Negative numbers are numbers less than zero, represented with a minus sign (-). They are the opposite of positive numbers and appear on the left side of zero on the number line. Working with negative numbers can be tricky at first, but they follow clear and simple rules. A negative number can be seen as a debt or a below-zero temperature, which makes it easier to visualize. Understanding how negative numbers interact in an expression is important. In arithmetic operations involving negative numbers, remembering that two negatives make a positive is key.
For instance, subtracting a negative number means you are actually adding its positive counterpart. This is because "minus a negative" flips the direction on the number line in a positive direction. Knowing these basics helps in simplifying expressions efficiently.

Arithmetic operations include addition, subtraction, multiplication, and division. They are the foundational processes used to manipulate numbers, whether they are positive or negative. When working with these operations, certain rules apply to ensure numbers are combined or separated accurately.

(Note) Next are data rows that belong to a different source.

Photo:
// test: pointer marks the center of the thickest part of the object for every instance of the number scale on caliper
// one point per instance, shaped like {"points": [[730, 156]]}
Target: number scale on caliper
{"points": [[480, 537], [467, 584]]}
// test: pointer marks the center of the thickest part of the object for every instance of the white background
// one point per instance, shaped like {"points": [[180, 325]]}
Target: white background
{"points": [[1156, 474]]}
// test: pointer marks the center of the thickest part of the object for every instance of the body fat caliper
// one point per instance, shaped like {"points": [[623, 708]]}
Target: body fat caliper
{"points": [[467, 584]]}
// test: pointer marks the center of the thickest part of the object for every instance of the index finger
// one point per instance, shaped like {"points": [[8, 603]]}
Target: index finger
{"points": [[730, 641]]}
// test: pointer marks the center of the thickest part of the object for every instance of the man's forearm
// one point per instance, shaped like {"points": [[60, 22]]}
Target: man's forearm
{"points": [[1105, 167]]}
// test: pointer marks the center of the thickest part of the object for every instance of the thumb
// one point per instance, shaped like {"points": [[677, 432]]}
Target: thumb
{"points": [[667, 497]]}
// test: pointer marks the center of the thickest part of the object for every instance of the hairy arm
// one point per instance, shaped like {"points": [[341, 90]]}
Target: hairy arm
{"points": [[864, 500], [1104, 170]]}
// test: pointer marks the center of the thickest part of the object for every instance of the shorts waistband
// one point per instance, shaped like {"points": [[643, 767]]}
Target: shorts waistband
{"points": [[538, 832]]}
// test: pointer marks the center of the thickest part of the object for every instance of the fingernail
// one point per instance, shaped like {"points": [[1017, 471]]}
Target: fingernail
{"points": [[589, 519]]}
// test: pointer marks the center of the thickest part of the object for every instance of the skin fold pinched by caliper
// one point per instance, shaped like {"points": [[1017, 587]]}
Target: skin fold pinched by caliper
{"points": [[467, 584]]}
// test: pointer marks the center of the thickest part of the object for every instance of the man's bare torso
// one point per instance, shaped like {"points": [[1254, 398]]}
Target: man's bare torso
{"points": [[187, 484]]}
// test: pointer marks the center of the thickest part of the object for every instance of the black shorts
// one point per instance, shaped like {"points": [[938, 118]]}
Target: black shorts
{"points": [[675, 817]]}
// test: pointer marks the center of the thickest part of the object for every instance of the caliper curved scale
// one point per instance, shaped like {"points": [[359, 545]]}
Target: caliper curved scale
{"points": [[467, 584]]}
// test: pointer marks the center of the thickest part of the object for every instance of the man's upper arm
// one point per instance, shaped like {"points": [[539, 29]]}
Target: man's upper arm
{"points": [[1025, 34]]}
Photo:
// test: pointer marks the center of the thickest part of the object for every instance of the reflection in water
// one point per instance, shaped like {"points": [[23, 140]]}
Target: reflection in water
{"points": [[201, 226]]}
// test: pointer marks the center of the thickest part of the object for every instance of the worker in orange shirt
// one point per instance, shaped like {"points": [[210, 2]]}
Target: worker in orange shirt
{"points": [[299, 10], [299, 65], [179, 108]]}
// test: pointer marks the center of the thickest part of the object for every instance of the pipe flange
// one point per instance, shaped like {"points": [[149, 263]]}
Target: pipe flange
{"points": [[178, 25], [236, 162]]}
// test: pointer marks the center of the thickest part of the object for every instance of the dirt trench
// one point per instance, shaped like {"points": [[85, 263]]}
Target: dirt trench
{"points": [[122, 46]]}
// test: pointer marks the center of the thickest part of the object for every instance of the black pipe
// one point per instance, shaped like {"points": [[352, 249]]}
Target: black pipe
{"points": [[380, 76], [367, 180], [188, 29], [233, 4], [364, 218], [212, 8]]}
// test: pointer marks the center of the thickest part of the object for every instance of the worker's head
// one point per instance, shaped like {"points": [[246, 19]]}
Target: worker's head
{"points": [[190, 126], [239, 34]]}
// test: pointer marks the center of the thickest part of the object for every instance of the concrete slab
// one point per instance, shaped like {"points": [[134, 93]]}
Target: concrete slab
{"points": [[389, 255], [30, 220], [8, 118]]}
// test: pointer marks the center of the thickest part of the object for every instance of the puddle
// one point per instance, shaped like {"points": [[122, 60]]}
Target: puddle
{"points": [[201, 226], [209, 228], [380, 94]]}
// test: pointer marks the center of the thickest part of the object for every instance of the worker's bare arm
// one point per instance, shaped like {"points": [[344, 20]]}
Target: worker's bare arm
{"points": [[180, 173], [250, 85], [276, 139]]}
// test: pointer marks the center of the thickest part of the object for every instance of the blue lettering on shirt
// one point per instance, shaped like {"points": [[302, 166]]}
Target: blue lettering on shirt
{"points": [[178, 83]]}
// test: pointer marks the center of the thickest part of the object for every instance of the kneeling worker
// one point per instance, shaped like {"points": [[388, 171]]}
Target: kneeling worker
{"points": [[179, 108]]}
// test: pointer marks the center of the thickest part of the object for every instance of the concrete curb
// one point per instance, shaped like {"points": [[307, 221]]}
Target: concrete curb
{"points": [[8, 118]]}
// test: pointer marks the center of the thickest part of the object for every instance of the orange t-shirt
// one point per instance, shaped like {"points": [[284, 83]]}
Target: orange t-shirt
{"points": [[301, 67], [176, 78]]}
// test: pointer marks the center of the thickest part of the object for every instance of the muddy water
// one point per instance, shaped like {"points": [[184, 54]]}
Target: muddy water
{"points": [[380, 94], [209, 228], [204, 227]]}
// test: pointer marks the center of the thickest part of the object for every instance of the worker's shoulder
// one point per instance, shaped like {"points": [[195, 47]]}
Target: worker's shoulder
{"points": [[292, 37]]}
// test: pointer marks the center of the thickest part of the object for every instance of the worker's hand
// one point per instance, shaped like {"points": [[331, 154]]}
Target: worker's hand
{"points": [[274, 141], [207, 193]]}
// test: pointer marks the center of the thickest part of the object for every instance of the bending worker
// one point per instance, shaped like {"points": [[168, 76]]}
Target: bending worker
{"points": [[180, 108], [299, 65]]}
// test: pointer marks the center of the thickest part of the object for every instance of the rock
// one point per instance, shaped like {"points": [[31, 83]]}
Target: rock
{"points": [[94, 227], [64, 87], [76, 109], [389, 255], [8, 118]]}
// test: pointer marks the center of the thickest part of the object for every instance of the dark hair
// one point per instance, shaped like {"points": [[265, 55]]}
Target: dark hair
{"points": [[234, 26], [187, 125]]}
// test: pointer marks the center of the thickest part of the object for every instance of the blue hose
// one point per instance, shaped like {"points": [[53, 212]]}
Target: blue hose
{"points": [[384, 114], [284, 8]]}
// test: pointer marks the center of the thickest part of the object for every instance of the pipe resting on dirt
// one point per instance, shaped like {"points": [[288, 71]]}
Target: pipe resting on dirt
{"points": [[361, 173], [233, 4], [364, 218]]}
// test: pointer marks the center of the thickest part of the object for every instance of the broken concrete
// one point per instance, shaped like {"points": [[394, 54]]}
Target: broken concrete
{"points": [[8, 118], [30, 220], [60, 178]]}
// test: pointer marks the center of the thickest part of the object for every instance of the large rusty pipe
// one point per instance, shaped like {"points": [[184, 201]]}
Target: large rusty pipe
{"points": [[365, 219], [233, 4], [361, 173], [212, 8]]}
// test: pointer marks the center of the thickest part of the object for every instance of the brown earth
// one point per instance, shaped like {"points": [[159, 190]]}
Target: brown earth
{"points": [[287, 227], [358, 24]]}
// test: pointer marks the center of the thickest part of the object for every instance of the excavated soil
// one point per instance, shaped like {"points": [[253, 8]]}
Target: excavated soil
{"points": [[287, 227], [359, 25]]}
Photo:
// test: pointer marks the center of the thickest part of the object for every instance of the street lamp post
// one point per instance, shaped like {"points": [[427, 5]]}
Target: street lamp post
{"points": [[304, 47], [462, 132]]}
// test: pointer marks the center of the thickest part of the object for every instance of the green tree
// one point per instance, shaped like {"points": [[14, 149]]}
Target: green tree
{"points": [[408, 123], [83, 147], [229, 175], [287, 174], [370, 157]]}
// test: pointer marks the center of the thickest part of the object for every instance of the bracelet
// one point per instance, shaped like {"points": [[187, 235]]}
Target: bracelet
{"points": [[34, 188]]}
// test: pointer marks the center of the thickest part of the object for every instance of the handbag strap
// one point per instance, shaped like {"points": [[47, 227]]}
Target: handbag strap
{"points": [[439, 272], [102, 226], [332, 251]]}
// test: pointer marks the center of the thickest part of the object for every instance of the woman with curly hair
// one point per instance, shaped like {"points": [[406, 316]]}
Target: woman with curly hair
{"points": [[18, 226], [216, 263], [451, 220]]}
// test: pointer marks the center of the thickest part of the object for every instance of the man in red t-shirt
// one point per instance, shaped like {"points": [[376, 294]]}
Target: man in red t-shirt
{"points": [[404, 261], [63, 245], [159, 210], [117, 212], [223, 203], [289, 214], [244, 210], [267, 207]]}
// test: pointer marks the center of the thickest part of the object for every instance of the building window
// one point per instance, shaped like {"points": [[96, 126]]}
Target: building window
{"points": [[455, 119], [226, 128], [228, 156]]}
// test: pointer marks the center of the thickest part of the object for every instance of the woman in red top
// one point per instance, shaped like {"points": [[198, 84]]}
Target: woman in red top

In subtraction, if you encounter an expression like "3 - (-14)", you're dealing with the operation of taking away a negative number. According to arithmetic rules, this can be transformed by changing the subtraction of a negative into addition. This is because subtracting a negative is equivalent to adding a positive, leading to the transformation \(3 - (-14) = 3 + 14 \). Understanding these principles can simplify solving problems with various arithmetic operations.

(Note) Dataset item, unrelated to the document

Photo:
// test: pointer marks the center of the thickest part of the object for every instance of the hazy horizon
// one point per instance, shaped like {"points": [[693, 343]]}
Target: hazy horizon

Additionally, practicing how to switch between operations can improve accuracy and speed in math calculations. Hence, learning these fundamentals thoroughly makes advanced math problems more manageable.

Addition of integers involves combining numbers that can be positive, negative, or zero. When adding integers, the sign (positive or negative) of each number must be considered. Positive numbers generally add to the sum, while negative numbers subtract from it.
This process can be visualized using a number line, enabling a clear idea of how numbers shift through addition. For example, in an operation such as \(3 + 14 \), both numbers are positive, and they move further to the right on the number line, resulting in \(17\). When dealing with negative numbers, the same principles apply, and it’s always crucial to observe the signs involved.
Understanding the addition of integers is essential because it frequently appears in various math problems. It is a foundational skill that supports solving more complex equations and expressions. Practicing with various combinations enhances the ability to intuitively solve arithmetic problems with ease.